Working with hobbies
By Clif Knight
One of my younger brothers spent the better part of his life building houses. He and his co-workers were good at it, too. I admired his skill and thought carpentry was something I’d like to do for a living – until I came up short in vo-ag shop as a high school sophomore.
The bookcase I made for my mom looked OK but tilted 1/4 inch to the right when placed on the floor of her living room. Two of the shelves were sawed 1/8-inch short of the plan and had to be caulked to fit.
My English teacher liked my work in her classes and suggested I consider newspaper writing as a career path. I took her advice and devoted nearly half of a century to anything and everything that went into the production of print journalism.
Although I officially ended my career five years ago, I still have readers ask me if I still work for the Hartselle Enquirer. I tell them yes and no.
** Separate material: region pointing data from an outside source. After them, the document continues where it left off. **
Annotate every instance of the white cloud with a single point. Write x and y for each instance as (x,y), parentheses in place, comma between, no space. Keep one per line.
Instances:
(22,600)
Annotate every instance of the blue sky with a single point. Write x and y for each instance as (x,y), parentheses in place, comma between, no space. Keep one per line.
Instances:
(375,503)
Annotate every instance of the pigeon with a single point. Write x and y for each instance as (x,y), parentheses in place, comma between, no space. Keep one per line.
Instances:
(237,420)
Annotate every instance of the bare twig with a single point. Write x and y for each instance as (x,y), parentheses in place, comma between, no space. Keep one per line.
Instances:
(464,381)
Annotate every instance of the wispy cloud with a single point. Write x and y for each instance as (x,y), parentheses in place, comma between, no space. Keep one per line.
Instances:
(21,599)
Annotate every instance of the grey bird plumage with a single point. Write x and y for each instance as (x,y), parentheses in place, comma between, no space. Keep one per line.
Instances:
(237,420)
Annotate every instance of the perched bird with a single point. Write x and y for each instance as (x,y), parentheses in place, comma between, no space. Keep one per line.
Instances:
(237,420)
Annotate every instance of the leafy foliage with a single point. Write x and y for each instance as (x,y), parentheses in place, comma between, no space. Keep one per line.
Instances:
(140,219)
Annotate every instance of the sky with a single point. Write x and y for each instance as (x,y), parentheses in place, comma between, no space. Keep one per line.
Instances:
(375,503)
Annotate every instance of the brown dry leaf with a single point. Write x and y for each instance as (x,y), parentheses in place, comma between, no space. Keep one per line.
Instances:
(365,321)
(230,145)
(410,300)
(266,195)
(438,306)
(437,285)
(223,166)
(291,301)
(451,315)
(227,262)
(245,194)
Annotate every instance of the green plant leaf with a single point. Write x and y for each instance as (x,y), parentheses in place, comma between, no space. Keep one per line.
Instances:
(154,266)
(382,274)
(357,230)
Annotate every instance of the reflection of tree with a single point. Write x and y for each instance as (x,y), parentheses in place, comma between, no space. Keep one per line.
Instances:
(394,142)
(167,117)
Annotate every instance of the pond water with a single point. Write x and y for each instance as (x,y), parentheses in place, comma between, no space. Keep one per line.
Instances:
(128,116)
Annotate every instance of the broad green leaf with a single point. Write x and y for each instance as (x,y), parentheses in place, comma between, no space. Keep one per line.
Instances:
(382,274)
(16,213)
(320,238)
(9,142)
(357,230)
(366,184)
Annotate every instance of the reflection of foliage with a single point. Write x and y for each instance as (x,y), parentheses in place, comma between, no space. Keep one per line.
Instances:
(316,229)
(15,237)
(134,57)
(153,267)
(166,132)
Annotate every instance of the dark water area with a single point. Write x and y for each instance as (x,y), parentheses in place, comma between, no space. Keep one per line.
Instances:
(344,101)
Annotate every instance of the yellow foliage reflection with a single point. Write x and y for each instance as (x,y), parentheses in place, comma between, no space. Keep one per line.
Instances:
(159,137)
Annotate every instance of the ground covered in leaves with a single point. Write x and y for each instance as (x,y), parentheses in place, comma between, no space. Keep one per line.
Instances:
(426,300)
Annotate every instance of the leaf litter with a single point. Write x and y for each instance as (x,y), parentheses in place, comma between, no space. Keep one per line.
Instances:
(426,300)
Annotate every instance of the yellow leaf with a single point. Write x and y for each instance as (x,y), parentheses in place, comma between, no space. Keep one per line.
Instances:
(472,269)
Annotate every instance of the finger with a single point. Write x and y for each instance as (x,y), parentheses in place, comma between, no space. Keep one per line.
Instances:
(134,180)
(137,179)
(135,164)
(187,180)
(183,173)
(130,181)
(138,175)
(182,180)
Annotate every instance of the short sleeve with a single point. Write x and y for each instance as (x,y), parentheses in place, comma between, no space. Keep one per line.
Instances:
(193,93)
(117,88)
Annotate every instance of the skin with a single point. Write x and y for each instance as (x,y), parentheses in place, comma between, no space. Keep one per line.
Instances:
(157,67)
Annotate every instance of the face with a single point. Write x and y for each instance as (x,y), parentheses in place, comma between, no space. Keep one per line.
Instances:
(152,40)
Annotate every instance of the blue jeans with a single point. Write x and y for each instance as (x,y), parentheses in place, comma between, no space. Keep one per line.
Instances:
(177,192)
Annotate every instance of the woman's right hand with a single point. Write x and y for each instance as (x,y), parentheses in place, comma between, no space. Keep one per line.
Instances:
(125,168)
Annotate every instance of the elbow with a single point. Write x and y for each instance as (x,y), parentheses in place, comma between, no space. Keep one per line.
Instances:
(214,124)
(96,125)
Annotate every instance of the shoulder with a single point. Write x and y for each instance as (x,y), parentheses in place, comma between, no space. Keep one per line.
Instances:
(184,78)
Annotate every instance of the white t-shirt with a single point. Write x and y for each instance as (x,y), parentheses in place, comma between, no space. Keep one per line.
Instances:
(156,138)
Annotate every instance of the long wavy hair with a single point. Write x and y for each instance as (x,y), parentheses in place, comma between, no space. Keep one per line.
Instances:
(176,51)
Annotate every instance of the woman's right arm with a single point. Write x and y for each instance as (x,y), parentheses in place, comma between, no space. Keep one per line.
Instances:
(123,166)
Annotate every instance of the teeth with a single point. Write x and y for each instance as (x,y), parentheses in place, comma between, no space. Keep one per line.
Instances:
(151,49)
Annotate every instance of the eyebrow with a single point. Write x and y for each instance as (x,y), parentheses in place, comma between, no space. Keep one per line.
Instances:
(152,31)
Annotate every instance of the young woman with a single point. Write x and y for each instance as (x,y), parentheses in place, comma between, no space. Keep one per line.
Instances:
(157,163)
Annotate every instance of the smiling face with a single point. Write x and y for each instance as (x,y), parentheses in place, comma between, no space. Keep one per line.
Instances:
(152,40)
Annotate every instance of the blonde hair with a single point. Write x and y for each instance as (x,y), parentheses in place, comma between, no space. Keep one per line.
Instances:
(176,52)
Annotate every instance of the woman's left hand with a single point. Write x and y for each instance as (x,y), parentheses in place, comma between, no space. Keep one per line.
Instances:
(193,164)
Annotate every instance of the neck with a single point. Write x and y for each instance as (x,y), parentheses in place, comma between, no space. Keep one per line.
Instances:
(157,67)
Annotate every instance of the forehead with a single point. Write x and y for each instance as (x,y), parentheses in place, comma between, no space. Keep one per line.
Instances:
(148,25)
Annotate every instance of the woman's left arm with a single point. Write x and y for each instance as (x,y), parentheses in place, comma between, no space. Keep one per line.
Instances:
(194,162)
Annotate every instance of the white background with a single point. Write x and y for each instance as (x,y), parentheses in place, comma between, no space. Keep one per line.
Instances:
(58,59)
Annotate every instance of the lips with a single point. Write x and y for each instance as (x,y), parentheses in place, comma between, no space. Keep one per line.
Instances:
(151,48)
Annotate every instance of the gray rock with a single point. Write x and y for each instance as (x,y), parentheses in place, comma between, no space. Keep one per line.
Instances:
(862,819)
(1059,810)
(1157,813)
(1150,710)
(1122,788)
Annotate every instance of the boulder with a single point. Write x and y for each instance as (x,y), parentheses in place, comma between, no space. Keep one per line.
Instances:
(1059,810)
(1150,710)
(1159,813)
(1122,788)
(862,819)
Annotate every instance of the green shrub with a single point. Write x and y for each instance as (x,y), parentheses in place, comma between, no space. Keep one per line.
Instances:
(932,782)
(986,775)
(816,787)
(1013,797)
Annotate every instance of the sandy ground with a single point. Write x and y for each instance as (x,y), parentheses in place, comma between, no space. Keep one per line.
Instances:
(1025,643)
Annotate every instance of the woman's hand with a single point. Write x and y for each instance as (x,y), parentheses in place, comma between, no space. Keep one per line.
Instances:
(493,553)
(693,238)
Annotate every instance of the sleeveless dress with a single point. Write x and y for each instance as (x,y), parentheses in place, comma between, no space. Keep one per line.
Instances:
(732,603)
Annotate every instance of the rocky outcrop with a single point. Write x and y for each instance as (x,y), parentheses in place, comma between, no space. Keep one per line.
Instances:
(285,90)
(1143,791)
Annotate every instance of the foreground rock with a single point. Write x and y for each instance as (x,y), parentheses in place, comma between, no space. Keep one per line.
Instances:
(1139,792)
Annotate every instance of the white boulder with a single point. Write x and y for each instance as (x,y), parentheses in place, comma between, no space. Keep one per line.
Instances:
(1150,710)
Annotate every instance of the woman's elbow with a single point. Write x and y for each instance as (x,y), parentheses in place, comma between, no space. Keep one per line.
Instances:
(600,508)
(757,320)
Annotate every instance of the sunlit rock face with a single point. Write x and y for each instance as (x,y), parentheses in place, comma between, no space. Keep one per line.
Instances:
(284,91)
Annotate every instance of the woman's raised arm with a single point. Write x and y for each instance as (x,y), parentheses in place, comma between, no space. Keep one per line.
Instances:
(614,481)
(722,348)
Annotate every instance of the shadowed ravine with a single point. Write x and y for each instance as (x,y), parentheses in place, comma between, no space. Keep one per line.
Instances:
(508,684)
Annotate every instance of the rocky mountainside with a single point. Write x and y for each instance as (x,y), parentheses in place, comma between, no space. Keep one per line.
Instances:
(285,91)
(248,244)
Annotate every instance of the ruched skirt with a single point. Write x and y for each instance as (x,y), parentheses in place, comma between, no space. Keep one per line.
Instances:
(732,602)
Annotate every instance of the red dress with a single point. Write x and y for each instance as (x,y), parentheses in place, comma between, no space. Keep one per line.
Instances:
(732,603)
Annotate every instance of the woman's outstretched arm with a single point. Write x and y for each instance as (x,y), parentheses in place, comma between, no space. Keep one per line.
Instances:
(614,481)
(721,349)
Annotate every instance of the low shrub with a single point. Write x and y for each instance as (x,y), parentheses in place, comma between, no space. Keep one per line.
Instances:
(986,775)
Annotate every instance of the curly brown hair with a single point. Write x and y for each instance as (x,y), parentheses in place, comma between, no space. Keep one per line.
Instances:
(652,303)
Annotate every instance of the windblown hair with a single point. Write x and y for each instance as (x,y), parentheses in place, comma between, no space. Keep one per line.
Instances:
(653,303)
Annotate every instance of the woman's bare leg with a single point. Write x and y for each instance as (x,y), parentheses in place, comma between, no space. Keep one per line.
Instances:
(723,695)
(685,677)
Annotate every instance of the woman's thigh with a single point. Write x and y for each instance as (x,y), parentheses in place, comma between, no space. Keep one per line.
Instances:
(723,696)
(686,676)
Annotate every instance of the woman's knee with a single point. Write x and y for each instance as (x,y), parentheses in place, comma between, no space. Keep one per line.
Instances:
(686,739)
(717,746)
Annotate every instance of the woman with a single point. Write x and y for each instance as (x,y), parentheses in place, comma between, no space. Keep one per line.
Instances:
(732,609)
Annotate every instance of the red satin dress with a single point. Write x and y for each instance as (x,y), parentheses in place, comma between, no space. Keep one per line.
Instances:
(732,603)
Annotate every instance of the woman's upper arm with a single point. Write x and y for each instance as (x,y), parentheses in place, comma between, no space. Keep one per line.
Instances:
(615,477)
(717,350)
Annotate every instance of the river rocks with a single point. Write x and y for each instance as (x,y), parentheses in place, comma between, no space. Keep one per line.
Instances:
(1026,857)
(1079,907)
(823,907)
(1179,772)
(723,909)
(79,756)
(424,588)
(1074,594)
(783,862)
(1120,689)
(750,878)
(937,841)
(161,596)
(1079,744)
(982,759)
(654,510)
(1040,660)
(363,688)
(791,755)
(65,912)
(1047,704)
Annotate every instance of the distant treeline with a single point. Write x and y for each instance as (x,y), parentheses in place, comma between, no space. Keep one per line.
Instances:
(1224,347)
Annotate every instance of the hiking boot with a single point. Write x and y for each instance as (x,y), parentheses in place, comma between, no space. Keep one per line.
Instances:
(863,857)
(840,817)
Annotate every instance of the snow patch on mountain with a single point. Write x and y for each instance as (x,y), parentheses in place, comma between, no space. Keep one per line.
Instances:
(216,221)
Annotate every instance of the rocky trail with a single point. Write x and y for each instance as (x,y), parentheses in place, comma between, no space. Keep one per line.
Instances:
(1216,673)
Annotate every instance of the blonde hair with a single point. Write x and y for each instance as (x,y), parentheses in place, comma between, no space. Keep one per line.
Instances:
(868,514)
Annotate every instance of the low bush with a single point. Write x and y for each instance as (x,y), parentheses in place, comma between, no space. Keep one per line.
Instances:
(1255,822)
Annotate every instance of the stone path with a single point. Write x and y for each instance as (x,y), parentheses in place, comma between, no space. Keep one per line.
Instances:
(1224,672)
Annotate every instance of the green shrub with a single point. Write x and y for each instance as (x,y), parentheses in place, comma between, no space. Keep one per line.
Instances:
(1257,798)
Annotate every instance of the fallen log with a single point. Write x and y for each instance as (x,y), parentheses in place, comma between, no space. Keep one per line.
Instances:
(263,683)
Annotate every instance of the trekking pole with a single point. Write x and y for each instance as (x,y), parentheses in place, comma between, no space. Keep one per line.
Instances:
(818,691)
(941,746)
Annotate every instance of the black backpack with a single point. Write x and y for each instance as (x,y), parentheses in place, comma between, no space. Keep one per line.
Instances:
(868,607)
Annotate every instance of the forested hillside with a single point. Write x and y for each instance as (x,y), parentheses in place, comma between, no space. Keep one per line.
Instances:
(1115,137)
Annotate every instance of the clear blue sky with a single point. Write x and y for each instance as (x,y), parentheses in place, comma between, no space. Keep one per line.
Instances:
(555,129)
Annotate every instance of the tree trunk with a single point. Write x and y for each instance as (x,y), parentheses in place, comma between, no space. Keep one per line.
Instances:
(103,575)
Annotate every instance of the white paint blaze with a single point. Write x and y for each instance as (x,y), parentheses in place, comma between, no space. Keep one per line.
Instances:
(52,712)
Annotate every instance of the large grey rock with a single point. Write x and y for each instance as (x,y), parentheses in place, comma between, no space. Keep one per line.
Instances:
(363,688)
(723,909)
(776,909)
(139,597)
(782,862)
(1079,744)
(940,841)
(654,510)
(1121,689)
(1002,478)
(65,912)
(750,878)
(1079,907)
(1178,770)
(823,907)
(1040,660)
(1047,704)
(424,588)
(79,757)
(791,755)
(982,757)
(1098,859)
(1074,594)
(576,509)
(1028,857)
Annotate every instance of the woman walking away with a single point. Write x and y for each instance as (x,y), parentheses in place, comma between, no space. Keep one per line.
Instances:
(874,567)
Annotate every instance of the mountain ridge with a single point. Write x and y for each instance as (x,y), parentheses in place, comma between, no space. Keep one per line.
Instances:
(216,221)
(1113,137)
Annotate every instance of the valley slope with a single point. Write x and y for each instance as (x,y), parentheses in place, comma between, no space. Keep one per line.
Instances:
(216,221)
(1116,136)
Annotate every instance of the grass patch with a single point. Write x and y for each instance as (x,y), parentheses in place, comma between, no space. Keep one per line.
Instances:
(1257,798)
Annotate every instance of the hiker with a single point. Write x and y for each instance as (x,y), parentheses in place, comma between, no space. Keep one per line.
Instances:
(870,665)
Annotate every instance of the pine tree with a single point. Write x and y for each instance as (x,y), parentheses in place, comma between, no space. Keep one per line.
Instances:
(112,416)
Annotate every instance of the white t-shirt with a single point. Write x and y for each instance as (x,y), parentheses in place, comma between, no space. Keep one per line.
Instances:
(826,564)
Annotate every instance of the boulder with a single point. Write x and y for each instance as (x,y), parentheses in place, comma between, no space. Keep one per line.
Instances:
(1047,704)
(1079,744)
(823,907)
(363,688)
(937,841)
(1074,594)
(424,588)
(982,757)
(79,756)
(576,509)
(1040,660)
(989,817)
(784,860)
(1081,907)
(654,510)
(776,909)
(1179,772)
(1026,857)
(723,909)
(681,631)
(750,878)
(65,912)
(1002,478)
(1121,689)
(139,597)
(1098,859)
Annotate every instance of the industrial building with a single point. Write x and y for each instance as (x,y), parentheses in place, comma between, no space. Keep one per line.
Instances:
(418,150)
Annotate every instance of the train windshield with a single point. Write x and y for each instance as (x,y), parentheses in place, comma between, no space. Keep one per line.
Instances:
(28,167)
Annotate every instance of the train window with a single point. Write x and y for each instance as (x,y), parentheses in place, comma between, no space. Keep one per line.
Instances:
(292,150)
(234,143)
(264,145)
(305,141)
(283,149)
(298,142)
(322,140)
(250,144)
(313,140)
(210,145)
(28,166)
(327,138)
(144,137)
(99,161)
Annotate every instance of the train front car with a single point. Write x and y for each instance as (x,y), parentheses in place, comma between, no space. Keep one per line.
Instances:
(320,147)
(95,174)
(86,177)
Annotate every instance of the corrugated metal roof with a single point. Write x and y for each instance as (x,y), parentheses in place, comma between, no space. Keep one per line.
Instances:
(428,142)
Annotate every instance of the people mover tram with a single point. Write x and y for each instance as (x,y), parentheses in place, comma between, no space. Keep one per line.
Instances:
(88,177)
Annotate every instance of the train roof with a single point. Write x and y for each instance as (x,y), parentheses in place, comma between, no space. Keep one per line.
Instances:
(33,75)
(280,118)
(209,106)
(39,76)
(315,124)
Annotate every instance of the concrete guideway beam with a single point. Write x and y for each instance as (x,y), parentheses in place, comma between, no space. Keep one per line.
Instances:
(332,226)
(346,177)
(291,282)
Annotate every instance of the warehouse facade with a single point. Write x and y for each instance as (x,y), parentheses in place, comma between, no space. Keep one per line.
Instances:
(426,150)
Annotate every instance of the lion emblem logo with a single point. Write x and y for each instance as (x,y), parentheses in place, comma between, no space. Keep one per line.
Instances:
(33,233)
I write articles on request, and I’m paid by the story.
It didn’t take long after retirement for my wife Geanell, a hobbyist herself, to suggest that I needed a hobby.
I was already an avid reader, and Geanell agreed I could continue to keep my head in a book as long as the following were true: the weather did not permit me to work outside and discounted prices on paperbacks and used hardbacks – available at yard sales, used variety stores and discount bookstores – could keep me well supplied.
Warm weather days are reserved for taking on honey-do jobs around the house, cutting and trimming grass, maintaining shrubbery and planting and maintaining flower beds in the yard.
Gardening is another hobby occupying a large part of my time, weather permitting, in spring, summer and fall months. I am growing vegetables in a 1-acre tract, with emphasis on tomatoes, potatoes, squash and green beans.
The object is to harvest fresh vegetables for home use as well as to freeze and store in the home freezer. I market the surplus at the Hartselle Farmers Market in June, July and August.